Descobri depois do tratamento da primeira leucemia que havia ficado estéril. Um dos meus maiores desejos era ter uma dupla de moleques para levar para surfar as “ondas sem espuma” lá no fundo como meu pai fazia comigo. O segundo exame de fertilidade só me fez ter mais certeza que não devo me iludir mais com isso e confesso que já estou muito bem resolvido com esse assunto. Adotar sempre me soou interessante. Notícias como essa são duras e difíceis de digerir. Por isso quando parei para pegar as pedras no caminho preferi olhar para os outros ao invés de me preocupar em tanto com as pedras.

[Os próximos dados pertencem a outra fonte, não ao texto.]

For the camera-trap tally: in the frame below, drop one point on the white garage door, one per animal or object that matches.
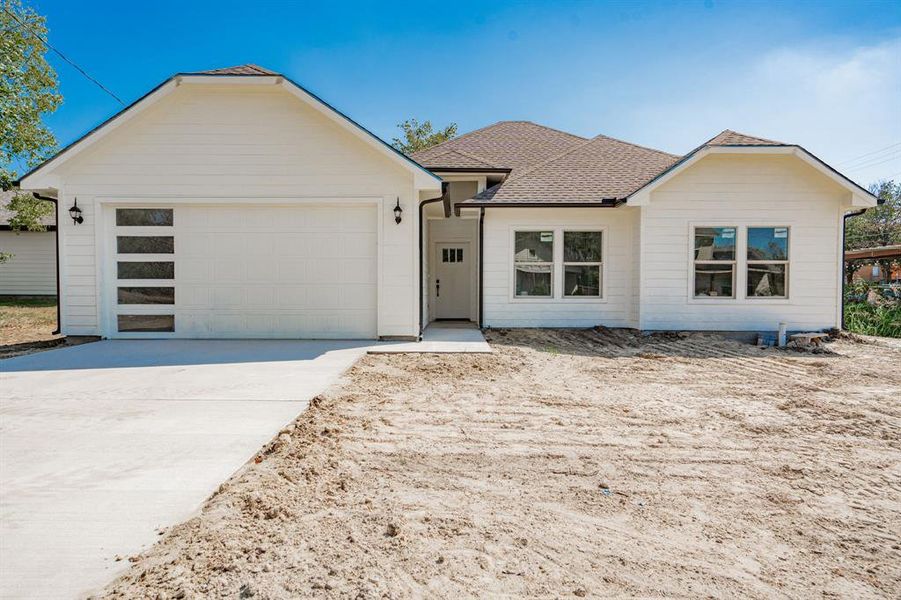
(239, 271)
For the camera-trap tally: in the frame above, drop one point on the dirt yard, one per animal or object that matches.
(566, 464)
(26, 324)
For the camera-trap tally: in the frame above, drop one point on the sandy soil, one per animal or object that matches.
(566, 464)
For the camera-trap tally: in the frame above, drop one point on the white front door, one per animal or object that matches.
(452, 280)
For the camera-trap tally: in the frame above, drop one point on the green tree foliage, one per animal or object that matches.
(879, 226)
(419, 136)
(28, 90)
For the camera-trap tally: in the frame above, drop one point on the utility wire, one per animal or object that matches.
(62, 56)
(856, 158)
(883, 160)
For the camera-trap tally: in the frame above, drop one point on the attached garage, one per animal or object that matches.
(235, 204)
(306, 270)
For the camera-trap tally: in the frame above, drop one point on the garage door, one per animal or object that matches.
(245, 271)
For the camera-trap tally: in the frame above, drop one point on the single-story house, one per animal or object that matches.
(234, 203)
(31, 270)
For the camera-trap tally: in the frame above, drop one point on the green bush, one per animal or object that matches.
(883, 320)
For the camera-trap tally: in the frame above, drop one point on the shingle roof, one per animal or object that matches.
(247, 69)
(5, 213)
(598, 170)
(508, 144)
(733, 138)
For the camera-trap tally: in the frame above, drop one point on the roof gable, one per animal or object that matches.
(42, 177)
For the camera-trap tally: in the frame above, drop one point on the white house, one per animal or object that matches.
(31, 270)
(235, 203)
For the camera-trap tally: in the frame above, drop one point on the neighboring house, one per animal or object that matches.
(234, 203)
(870, 270)
(31, 271)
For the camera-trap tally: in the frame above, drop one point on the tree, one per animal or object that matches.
(879, 226)
(28, 91)
(419, 136)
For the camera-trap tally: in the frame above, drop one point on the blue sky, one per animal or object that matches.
(669, 75)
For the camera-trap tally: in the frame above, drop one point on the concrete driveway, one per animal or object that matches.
(103, 444)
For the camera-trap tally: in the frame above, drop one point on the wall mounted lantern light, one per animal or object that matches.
(75, 213)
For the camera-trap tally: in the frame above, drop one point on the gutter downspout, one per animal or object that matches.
(59, 322)
(420, 289)
(481, 265)
(844, 268)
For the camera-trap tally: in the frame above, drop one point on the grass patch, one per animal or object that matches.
(884, 320)
(24, 320)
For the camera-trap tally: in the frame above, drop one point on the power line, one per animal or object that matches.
(63, 56)
(881, 160)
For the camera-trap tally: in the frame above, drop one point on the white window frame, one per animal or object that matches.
(694, 263)
(749, 262)
(557, 265)
(514, 264)
(740, 276)
(564, 263)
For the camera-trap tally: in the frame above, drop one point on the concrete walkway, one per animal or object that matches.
(102, 444)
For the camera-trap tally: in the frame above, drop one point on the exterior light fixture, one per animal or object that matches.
(75, 213)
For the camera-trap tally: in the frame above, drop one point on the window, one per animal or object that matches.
(714, 262)
(533, 264)
(767, 262)
(146, 270)
(144, 217)
(145, 323)
(452, 255)
(582, 266)
(128, 244)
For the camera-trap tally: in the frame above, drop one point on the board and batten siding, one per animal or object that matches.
(741, 191)
(32, 269)
(233, 143)
(615, 309)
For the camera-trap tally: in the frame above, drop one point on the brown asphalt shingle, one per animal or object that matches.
(598, 169)
(247, 69)
(508, 144)
(733, 138)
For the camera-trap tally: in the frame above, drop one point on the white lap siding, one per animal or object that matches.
(233, 143)
(730, 190)
(615, 309)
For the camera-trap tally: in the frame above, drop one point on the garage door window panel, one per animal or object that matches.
(145, 270)
(145, 295)
(145, 217)
(146, 323)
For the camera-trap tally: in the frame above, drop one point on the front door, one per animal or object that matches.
(452, 280)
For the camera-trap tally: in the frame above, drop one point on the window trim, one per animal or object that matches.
(557, 278)
(695, 263)
(786, 263)
(741, 275)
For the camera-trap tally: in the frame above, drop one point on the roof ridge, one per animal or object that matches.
(549, 128)
(461, 136)
(648, 148)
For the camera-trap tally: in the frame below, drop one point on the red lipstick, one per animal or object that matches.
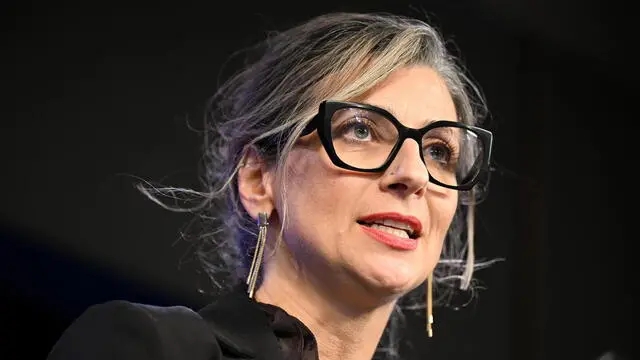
(391, 240)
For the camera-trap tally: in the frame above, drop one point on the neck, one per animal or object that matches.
(341, 331)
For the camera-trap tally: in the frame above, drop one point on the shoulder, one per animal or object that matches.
(126, 330)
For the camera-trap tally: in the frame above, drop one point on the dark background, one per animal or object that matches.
(95, 95)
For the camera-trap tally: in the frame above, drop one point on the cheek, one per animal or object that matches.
(442, 209)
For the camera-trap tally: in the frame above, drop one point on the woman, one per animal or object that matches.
(337, 163)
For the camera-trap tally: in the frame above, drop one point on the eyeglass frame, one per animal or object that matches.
(322, 122)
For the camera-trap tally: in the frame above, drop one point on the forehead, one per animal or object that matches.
(416, 96)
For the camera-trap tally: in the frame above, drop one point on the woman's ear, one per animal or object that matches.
(255, 184)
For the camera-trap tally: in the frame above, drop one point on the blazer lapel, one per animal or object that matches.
(241, 327)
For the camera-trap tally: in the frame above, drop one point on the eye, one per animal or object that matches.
(355, 128)
(438, 152)
(359, 129)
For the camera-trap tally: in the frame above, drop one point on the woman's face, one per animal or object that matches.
(326, 204)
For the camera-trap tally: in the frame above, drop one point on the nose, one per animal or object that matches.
(407, 174)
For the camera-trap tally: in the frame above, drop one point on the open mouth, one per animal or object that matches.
(400, 230)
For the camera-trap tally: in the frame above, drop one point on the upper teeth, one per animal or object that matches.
(395, 224)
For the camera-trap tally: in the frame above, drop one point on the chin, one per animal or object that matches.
(391, 278)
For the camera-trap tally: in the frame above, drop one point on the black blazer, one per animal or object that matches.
(233, 327)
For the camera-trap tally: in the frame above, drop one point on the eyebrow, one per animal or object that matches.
(390, 111)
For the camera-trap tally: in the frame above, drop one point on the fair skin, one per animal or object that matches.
(327, 271)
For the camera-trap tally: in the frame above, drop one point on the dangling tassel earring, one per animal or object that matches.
(430, 305)
(258, 253)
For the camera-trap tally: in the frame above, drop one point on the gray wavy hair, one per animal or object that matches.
(269, 102)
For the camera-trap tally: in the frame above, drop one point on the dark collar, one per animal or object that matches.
(241, 326)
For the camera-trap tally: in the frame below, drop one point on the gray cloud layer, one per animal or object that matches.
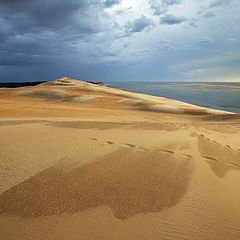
(119, 39)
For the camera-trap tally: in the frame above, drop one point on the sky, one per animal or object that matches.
(120, 40)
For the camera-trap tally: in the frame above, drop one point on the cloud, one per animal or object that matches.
(110, 39)
(217, 3)
(139, 24)
(205, 40)
(111, 3)
(171, 19)
(209, 14)
(161, 6)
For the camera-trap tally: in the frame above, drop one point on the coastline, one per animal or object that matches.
(80, 160)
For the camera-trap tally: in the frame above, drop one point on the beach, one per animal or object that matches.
(80, 160)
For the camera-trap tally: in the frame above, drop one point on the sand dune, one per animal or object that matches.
(85, 161)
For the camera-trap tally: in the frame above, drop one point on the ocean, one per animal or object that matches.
(216, 95)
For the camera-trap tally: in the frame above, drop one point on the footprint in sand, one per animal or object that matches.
(167, 151)
(129, 145)
(211, 158)
(94, 139)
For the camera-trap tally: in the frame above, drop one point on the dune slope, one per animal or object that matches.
(84, 161)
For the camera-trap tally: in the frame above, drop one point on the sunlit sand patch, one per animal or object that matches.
(129, 181)
(220, 158)
(57, 95)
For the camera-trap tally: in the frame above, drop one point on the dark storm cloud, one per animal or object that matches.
(43, 31)
(171, 19)
(139, 24)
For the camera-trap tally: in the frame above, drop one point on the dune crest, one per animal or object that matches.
(80, 160)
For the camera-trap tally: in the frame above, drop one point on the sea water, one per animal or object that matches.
(217, 95)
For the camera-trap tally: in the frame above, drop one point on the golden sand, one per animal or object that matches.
(84, 161)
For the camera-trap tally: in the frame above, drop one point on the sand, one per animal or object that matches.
(85, 161)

Durante essa viagem reencontrei amigos de internação. Até hoje contamos casos e acasos do tratamento. E ao olhar para todos novamente me faz esquecer de qualquer pedra. Com eles aprendi a tirar muitas pedras do caminho. A estrada ficou muito mais leve de se viver. “Devagar se vai ao longe”, né? As sequelas que vieram de brinde são as incertezas que não planejei. Mas conhecer cada um deles também não estava no roteiro. Conquistas como essa fizeram esses 1144 dias serem muito bem vividos.
Foram muitas feridas que aos poucos vamos fechando. E essa receptividade (ou amor para os mais poéticos) entre amigos, familiares, conhecidos ajuda a fazer com esse sofrimento se dissolva com o tempo. Quando aceitamos o que passou e viramos a página compreendemos que na página seguinte existe um milhão de possibilidades para ser escrita. E as feridas se tornarão cicatrizes que já não nos incomodam mais.
Sobre ser estéril: talvez tenha assustado. Tenho total consciência dessa cicatriz e posso dizer que está muito bem resolvida. Não costumo pensar mais nisso. Mas hoje resolvi contar um pouco além do meu normal para dividir com vocês e informar. Poucos sabem que o tratamento pode trazer essa consequência. Quando tudo era novo e estávamos desesperados isso não passou na nossa cabeça. Não guardei meus filhotes antes da primeira quimio. Se um dia acontecer algo com alguém próximo (espero que não) lembre disso. É uma cicatriz pequena para quem está vivo, mas é uma cicatriz que não precisa ser aberta.
Repetida eu sei… mas me “encontrei”… rir! por que chorar?